Publié le 17 mai 2018 par Ecosapiens

Quoi de plus normal pour une coopérative que d’avoir son compte dans une banque coopérative ?

Pour ceux qui ne le savent pas, question éthique, il y a de sacrées différences parmi les banques. Le classement est fait par Les Amis de la Terre et en gros il y a les rouges (BNP, Sociégé Générale, Crédit Agricole), les orange (Banque Populaire, Banque postale, Crédit Mutuel) et les verts (Crédit Coopératif, La Nef).

Hélas le crédit coopératif…
A eco-SAPIENS, nous avons fait le choix d’être dans la banque la plus éthique qui soit et qui s’appelle La Nef. Transparent, innovant, engagé… on en parlé ici et là.

Pour être précis, La Nef n’est pas (encore) autonome et dépend en partie du Crédit Coopératif (deuxième du classement) banque qui appartient au groupe BPCE (Banque Populaire x Caisse d’Epargne). On ne va pas rentrer dans les détails mais gardons à l’esprit que eco-SAPIENS est à La Nef et que notre interlocuteur est Crédit Coopératif.
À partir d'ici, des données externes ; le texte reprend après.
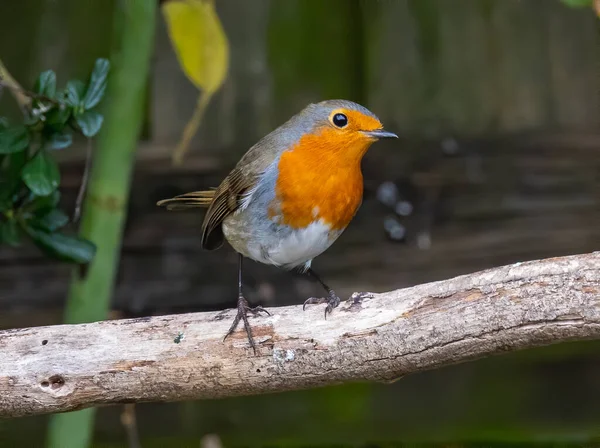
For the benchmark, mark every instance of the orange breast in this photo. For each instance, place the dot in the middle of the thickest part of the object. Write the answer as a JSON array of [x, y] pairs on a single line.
[[320, 178]]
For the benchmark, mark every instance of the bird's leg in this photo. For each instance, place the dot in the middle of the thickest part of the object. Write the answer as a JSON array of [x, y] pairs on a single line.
[[243, 309], [332, 298]]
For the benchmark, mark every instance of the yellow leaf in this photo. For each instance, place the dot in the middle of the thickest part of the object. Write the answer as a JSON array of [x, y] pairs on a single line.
[[202, 50]]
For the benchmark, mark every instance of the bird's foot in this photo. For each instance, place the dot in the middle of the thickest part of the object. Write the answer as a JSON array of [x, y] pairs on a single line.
[[332, 300], [358, 297], [242, 314]]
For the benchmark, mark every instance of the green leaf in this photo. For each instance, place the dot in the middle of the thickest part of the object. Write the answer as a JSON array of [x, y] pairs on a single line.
[[63, 247], [46, 84], [97, 85], [51, 221], [43, 204], [14, 140], [9, 233], [41, 174], [16, 162], [74, 93], [59, 140], [90, 122], [58, 117]]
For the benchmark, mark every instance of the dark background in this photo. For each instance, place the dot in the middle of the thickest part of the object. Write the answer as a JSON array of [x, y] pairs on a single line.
[[497, 106]]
On a un chéquier Nef, un Rib Nef mais concrètemet, le service en ligne (espace client en ligne, facturation etc…) c’est le Crédit Coopératif.

Cet hermaphrodisme bancaire est un serpent de mer car parfois le Crédit Coopératif ne joue pas le jeu de son protégé. C’est une relation de « Je t’aime moi non plus » assez palpable quand on va à une AG de la Nef. Et ca frise parfois la trahison quand par exemple vous venez pour ouvrir un compte Nef et que votre interlocuteur vous oriente vers une offre Crédit Coop (c’est du vécu).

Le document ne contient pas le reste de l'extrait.